Filme sobre pintor irlandês (1909-1992), que tem sala na Bienal, estréia em Londres envolto em polêmicas e é exibido hoje na MostraRio


CELSO FIORAVANTE
da Reportagem Local

Um filme sobre o pintor irlandês Francis Bacon (1909-1992) que não mostra nenhum de seus quadros. Também não cita nenhuma passagem de seu livro de entrevistas para David Sylvester, seu amigo e maior especialista em sua obra.

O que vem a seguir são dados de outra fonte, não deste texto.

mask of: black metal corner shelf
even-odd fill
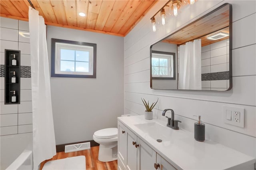
[[[4,104],[19,104],[20,102],[20,51],[5,49],[5,57]],[[14,60],[13,62],[12,60],[14,58],[16,61]],[[15,62],[16,65],[12,64]],[[12,83],[12,78],[14,79],[14,71],[15,72],[15,82]],[[13,92],[10,92],[13,91],[15,92],[15,95]],[[14,97],[14,96],[15,97]],[[14,102],[14,98],[16,100]]]

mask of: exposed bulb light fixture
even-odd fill
[[[165,24],[165,11],[164,8],[161,9],[161,16],[162,17],[162,24],[164,25]]]
[[[153,26],[153,31],[155,32],[156,31],[156,19],[155,17],[153,17],[151,18],[151,23],[152,23],[152,26]]]
[[[176,16],[178,15],[178,7],[177,4],[173,4],[173,15]]]
[[[224,32],[219,32],[212,35],[211,35],[207,37],[207,39],[212,40],[217,40],[222,38],[229,36],[229,34]]]
[[[162,20],[162,25],[164,25],[166,24],[166,18],[167,18],[166,16],[168,16],[168,18],[169,18],[169,16],[177,16],[178,14],[178,10],[180,10],[180,8],[190,4],[193,4],[197,0],[169,0],[165,4],[150,18],[153,27],[153,31],[154,32],[156,31],[156,21],[158,24],[160,24],[161,21],[158,20],[158,18],[159,20]],[[166,12],[165,12],[165,9],[166,10],[167,9]],[[156,20],[155,17],[157,18],[157,21]]]
[[[81,16],[85,16],[85,14],[84,12],[80,12],[78,14]]]

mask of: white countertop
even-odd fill
[[[146,120],[144,115],[118,117],[118,120],[178,169],[237,169],[255,162],[254,158],[207,139],[203,142],[197,141],[194,133],[184,129],[174,130],[166,126],[169,136],[160,139],[163,141],[159,143],[136,125],[157,122],[166,126],[167,121]]]

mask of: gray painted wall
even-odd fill
[[[98,130],[117,126],[124,112],[124,38],[47,26],[51,38],[97,44],[96,78],[51,77],[56,144],[92,140]]]

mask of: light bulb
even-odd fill
[[[164,25],[165,24],[165,11],[164,8],[161,9],[161,16],[162,16],[162,24]]]
[[[176,16],[178,15],[178,8],[177,5],[173,6],[173,14]]]
[[[153,26],[153,31],[155,32],[156,31],[156,19],[155,17],[153,17],[151,18],[151,23],[152,23],[152,26]]]
[[[156,22],[152,22],[153,24],[153,31],[155,32],[156,31]]]
[[[163,25],[165,24],[165,17],[164,15],[162,16],[162,24]]]

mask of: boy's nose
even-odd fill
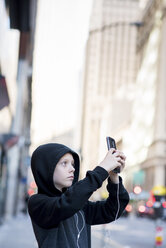
[[[75,171],[75,168],[73,167],[72,164],[70,165],[70,170],[73,171],[73,172]]]

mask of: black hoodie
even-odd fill
[[[61,192],[54,186],[53,172],[66,153],[71,153],[74,158],[74,180],[71,187]],[[78,154],[61,144],[41,145],[32,154],[31,168],[38,193],[30,197],[28,211],[39,248],[90,248],[90,225],[115,220],[118,185],[111,182],[108,172],[100,166],[88,171],[86,177],[78,181],[79,166]],[[88,201],[106,178],[109,197],[104,201]],[[118,217],[128,201],[128,193],[120,178]]]

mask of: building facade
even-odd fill
[[[120,146],[117,133],[130,122],[139,18],[139,1],[94,1],[82,104],[83,174],[103,159],[106,136],[114,136]]]
[[[86,51],[84,170],[113,136],[127,156],[128,190],[166,184],[165,1],[94,1]],[[83,173],[85,173],[85,171]]]

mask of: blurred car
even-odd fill
[[[122,216],[123,216],[123,217],[128,217],[129,214],[132,212],[132,209],[133,209],[132,205],[131,205],[130,203],[127,204],[125,210],[123,211]]]
[[[148,217],[153,219],[154,218],[154,209],[153,207],[148,207],[146,204],[139,205],[137,212],[137,217]]]

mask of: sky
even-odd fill
[[[75,128],[92,0],[40,0],[33,60],[32,143]]]

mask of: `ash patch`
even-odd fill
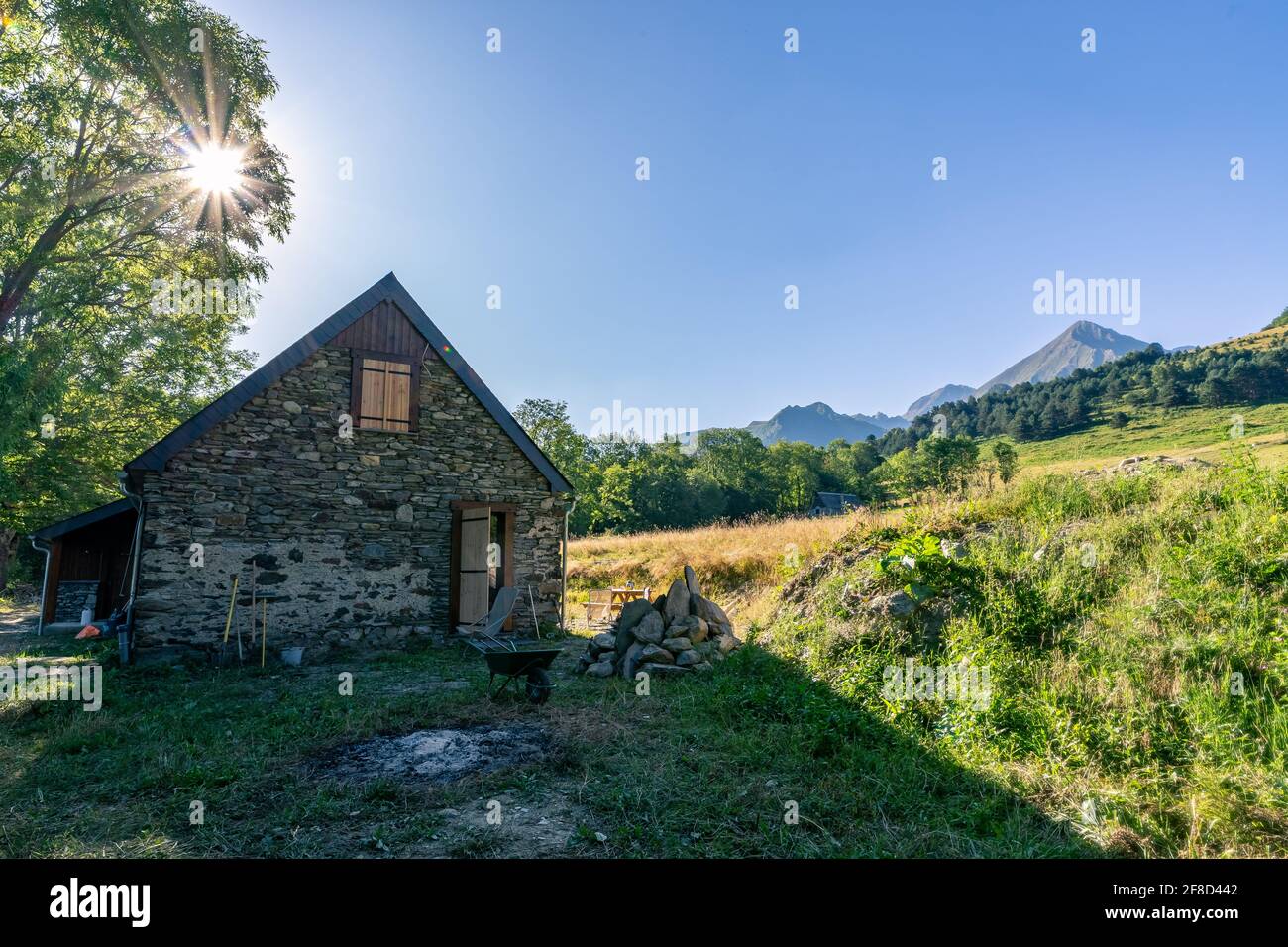
[[[542,728],[523,724],[416,731],[344,747],[332,756],[331,772],[349,778],[451,782],[542,759],[546,745]]]

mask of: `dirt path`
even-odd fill
[[[0,612],[0,656],[17,655],[39,640],[35,606]]]

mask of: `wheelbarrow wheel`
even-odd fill
[[[550,683],[550,675],[546,673],[545,667],[533,667],[528,671],[528,700],[533,703],[545,703],[550,700],[550,692],[554,689],[554,684]]]

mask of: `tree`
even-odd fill
[[[1020,465],[1020,457],[1015,452],[1015,447],[1007,441],[994,441],[992,451],[998,479],[1002,483],[1010,483]]]
[[[6,10],[0,588],[18,535],[112,496],[121,463],[251,366],[233,340],[259,247],[292,219],[259,40],[189,0]],[[197,186],[234,153],[229,189]]]
[[[917,463],[930,486],[961,492],[979,469],[979,445],[965,434],[929,437],[917,445]]]
[[[769,446],[769,483],[774,508],[779,513],[809,509],[822,479],[823,452],[800,441],[778,441]]]
[[[694,469],[725,493],[724,514],[744,517],[769,501],[765,445],[743,428],[710,428],[693,438]]]
[[[926,488],[926,478],[916,450],[904,447],[886,457],[886,461],[872,472],[873,477],[894,496],[916,496]]]

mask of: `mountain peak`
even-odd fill
[[[985,381],[976,396],[998,385],[1020,385],[1025,381],[1050,381],[1078,371],[1095,368],[1128,352],[1148,348],[1149,343],[1117,332],[1088,320],[1078,320],[1028,358]]]

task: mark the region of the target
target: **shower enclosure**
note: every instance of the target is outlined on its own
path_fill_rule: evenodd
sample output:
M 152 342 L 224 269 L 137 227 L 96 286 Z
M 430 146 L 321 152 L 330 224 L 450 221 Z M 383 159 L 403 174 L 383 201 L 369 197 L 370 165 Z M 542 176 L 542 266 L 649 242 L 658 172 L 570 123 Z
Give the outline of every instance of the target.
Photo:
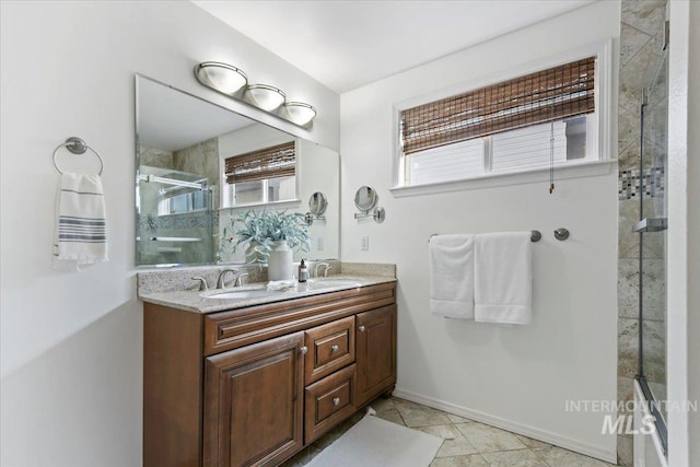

Essas são apenas duas das peculiaridades que marcam "Love is the Devil", filme de John Maybury sobre o relacionamento entre o pintor e seu amante George Dyer, que acaba de estrear na Inglaterra e a MostraRio exibe hoje, à 0h.
Os dois mantiveram um relacionamento sadomasoquista que começou com uma tentativa frustrada de assalto, em 1964, e terminou com o suicídio de Dyer, em 1971, em Paris, na véspera da abertura de uma retrospectiva de Bacon no museu Grand Palais.
O Estado britânico também interveio no filme, já que financiou-o parcialmente. Proibiu, por exemplo, que Muriel Belcher, proprietária do pub Colony Room, interpretada por Tilda Swinton, se dirigisse aos clientes com seu bordão "Hello, cunty!" (algo um pouco mais pesado que "Oi, gostosa!").
A relação entre Dyer e Bacon foi tão intensa quanto irregular. Sadomasoquista, Bacon financiava todos os prazeres de Dyer, que se tornava violento com frequência.
Em uma ocasião, Bacon expulsou-o de casa e Dyer denunciou-o à polícia por porte de maconha. Preso, disse: "Quando bebe, ele acha que eu não pago o bastante para ele. Algumas vezes, ele arrombou minha porta e invadiu meu apartamento. Dou-lhe uma mesada regularmente, mas ele vem e pede mais. Às vezes eu dou mais, outras vezes não".
Dyer foi um dos mais constantes modelos de Bacon, que o retratou inclusive como suicida, desfazendo-se sentado no banheiro.
A sala do pintor na 24ª Bienal de São Paulo, uma das mais aguardadas do evento, traz dois trípticos e 12 telas, duas das quais retratando o casal (veja fotos nesta página). Sua curadora, Dawn Ades, chega hoje ao Brasil e realiza palestras, nos dias 28 e 29, na Chácara do Céu, no Rio.
Bacon destacou-se no cenário artístico contemporâneo ao optar por um figurativismo absolutamente particular em um momento (a partir de 1944) em que todas as atenções estavam voltadas para a arte abstrata, consequência da atuação de Jackson Pollock e da hegemonia econômica norte-americana no pós-Guerra.
Com suas cores vibrantes e figuras disformes, que parecem se dissolver na tela, Bacon faz um retrato da condição humana em sua mais alta carga dramática.